The Queen of Spades review, Royal Opera House, London: A near-definitive performance of majestic score

When is a libretto not a libretto? When it falls into the hands of Stefan Herheim. For this Norwegian director, existing classics are merely material out of which to make an opera of his own. Sometimes this works brilliantly, as with his take on Verdi’s Vepres Siciliennes, whose Risorgimento struggle he transformed so that art itself became the territory over which battle was raging. Sometimes it only half works, as with his Glyndebourne Pelleas et Melisande, whose entire plot unfolded in a simulacrum of Glyndebourne’s organ room.

News had travelled in advance about what he had done with Tchaikovsky’s The Queen of Spades – which premiered two years ago in Amsterdam – but the reality of his staging still comes as a shock.

Tchaikovsky’s opera, with a libretto by his brother Modest, is a ghost story based on Pushkin’s novella of the same name. A young officer named Hermann is in love with Lisa, grand-daughter of a Countess who was a noted gambler in her youth, and who has a three-card secret which will always guarantee a win. Brandishing a pistol, Hermann visits the Countess at night to learn how to win enough money to marry his betrothed, but the Countess dies of fright. Lisa drowns herself in despair; Hermann goes mad at the gaming table and, confronted by the Countess’s ghost, kills himself.

Simple? Well, certainly not the way Herheim construes it. He regards the dramatics of this opera as so crude as to be almost meaningless, so he tinkers vigorously with all the scenes which depend on interaction. In his view, the work is all about Tchaikovsky himself: fired by his belief that the composer was martyred for his sexuality, and taking his cue from Tchaikovsky’s admission that he wept buckets while composing Hermann’s death, Herheim has concluded that all the characters must represent the composer. And that is what, quite literally, he puts on stage.

Grey-haired in a grey three-piece suit, this Hermann is surrounded by clones of himself: not just the other male characters, but all the flunkeys and members of the children’s chorus too; when Catherine the Great makes her triumphal appearance, even she turns out, behind her mask, to be another Tchaikovsky. The busiest Tchaikovsky of all is forever feverishly composing at the piano, conducting the other Tchaikovskys (who are also conducting themselves), and showering them with manuscript pages.

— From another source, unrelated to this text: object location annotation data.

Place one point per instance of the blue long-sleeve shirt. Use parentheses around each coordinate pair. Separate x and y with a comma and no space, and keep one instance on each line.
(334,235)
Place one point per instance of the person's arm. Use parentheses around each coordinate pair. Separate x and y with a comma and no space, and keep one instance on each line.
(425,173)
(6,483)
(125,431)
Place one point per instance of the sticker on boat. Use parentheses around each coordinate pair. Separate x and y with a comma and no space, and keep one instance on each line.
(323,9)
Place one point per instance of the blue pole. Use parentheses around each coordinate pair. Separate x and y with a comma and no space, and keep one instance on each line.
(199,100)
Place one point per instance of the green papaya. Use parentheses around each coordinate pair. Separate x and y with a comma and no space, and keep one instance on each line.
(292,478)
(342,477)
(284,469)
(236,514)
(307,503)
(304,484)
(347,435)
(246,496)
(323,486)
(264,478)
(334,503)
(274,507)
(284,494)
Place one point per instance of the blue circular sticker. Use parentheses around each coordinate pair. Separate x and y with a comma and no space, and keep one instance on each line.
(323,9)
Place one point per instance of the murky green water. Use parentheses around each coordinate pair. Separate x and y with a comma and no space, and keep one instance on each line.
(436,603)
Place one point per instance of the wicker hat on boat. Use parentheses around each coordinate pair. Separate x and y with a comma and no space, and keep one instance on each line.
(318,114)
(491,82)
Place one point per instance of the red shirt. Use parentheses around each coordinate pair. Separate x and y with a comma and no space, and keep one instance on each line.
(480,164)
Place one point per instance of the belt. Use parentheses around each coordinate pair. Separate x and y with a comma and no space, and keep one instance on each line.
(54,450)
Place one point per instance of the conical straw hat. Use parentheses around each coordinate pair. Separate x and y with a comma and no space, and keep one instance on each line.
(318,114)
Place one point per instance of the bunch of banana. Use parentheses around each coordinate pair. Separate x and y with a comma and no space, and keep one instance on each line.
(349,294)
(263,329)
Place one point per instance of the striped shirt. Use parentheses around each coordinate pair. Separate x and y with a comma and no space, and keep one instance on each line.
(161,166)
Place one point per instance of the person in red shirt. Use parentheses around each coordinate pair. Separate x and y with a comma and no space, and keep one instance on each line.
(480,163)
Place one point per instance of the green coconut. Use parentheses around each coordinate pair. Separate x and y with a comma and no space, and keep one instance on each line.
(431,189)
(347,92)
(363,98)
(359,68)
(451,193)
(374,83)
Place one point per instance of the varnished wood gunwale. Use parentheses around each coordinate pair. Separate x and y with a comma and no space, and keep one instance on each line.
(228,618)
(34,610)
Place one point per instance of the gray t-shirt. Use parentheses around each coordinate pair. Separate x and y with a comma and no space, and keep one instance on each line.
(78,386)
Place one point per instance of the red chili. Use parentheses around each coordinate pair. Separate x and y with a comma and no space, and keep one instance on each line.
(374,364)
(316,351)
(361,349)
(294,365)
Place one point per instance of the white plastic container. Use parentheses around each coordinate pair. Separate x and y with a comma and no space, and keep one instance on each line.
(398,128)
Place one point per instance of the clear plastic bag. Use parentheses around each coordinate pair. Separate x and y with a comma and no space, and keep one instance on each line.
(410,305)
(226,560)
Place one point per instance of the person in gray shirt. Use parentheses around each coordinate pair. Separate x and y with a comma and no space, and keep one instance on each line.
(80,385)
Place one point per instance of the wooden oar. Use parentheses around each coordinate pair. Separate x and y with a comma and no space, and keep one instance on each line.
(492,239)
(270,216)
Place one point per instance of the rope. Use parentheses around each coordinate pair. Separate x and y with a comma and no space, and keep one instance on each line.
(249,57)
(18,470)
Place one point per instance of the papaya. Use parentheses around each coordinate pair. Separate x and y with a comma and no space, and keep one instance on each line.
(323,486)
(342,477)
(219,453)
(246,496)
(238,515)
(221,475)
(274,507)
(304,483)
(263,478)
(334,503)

Confusion is compounded by the fact that people often don’t seem to be physically addressing the person the libretto has them singing to. And when Hermann and the Countess have their nocturnal encounter, the Tchaikovsky who mutely interposes himself between them drains the scene of all tension; you don’t notice the Countess’s death until after it has happened.

Herheim’s approach is too wilfully idiosyncratic to be worth bothering to decode. So why three stars? Because of the adroitly-choreographed choral scenes, which radiate by turns horror and old-style Russian joie de vivre with infectious gusto, and above all because of the singing. Apart from Aleksandrs Antonenko’s painfully hard-toned Hermann, all the singing is either good or outstanding.

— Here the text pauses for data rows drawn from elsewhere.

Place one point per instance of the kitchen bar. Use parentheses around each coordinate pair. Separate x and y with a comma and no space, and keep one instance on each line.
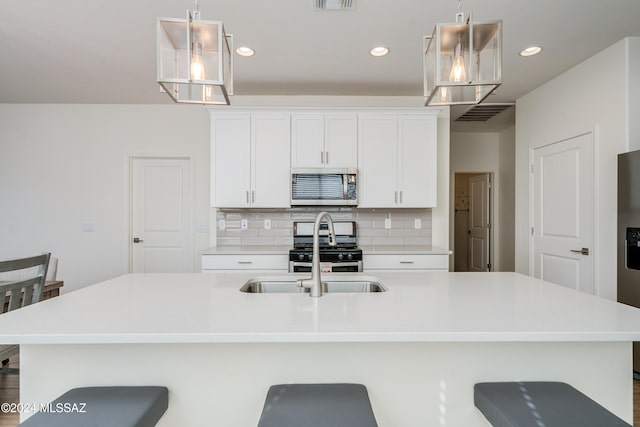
(419,347)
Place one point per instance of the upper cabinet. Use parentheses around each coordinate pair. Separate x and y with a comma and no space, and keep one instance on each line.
(324,140)
(397,160)
(394,150)
(250,160)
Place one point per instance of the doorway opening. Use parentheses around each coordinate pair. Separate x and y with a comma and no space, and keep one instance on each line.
(473,220)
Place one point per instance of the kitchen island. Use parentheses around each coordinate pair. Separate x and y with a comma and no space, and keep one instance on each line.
(419,347)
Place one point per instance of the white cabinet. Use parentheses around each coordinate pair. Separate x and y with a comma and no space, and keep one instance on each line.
(250,160)
(324,140)
(425,262)
(275,263)
(397,160)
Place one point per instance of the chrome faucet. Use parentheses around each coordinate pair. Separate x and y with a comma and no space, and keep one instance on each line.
(314,283)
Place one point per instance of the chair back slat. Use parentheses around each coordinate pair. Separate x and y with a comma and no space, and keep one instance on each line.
(22,263)
(21,293)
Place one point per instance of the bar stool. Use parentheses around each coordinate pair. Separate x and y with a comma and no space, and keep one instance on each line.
(317,405)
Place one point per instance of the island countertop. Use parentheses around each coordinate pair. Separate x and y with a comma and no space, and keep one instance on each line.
(418,307)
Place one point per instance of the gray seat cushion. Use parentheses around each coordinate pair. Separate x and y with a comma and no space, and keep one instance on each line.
(317,405)
(104,407)
(535,404)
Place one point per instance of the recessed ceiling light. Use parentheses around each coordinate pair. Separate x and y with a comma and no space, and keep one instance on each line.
(530,51)
(244,51)
(379,51)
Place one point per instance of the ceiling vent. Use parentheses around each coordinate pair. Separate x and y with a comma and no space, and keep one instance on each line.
(483,112)
(335,4)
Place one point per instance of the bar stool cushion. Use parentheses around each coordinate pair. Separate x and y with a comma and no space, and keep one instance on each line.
(535,404)
(118,406)
(317,405)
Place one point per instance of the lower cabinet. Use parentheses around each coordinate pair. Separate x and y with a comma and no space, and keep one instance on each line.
(425,262)
(272,263)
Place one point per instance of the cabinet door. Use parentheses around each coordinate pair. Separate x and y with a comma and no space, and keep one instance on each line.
(270,143)
(231,152)
(307,141)
(418,161)
(341,140)
(377,161)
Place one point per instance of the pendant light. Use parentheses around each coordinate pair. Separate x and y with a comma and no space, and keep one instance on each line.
(462,61)
(195,61)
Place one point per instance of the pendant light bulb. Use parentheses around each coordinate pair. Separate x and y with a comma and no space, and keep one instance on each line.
(458,72)
(197,64)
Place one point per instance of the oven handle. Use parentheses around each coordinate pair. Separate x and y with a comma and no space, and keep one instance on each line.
(342,264)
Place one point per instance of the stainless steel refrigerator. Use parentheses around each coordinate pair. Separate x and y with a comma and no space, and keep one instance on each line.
(629,236)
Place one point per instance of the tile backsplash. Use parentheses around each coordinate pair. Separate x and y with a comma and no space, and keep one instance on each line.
(370,223)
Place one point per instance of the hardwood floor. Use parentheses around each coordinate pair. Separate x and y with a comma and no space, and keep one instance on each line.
(10,392)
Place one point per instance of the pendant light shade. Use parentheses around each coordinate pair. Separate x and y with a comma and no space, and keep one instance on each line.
(195,64)
(462,62)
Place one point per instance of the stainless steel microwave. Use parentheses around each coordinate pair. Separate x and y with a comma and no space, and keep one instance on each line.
(324,187)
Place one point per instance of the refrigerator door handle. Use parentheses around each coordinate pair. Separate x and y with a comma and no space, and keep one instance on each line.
(626,247)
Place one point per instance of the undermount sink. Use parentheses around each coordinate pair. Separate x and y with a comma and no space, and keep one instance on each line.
(353,284)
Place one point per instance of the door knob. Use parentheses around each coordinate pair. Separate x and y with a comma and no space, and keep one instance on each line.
(583,251)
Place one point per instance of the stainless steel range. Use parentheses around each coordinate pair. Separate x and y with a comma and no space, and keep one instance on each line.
(344,257)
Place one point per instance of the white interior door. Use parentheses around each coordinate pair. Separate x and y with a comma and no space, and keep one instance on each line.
(563,213)
(479,222)
(161,215)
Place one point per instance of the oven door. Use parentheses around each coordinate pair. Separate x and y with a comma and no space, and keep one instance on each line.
(326,267)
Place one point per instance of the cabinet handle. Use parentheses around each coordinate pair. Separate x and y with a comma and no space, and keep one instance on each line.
(583,251)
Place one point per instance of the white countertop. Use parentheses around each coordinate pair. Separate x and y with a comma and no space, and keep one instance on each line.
(247,250)
(418,307)
(403,250)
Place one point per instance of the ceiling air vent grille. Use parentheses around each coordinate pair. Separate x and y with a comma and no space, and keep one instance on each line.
(334,4)
(483,112)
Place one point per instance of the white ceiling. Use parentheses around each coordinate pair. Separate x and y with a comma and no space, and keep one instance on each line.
(103,51)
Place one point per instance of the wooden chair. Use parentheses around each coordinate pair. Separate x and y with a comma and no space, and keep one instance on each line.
(20,293)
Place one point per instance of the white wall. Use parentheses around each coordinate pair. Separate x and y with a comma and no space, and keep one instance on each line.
(62,166)
(590,97)
(490,152)
(506,196)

Eva-Maria Westbroeck’s sound as Lisa has power and beauty in equal measure; Vladimir Stoyanov’s Yeletsky and John Lundgren’s Tomsky are vibrantly realised; Anna Goryachova’s performances in the Baroque and Mozartian interludes are gorgeously sung and captivatingly acted. Felicity Palmer turns the role of the Countess into a creation both convincing and highly original. Meanwhile Antonio Pappano extracts wonderful playing from the orchestra. If you want to hear a near-definitive performance of this majestically beautiful score. Herheim’s production, despite the perverseness of its staging, is a show to catch.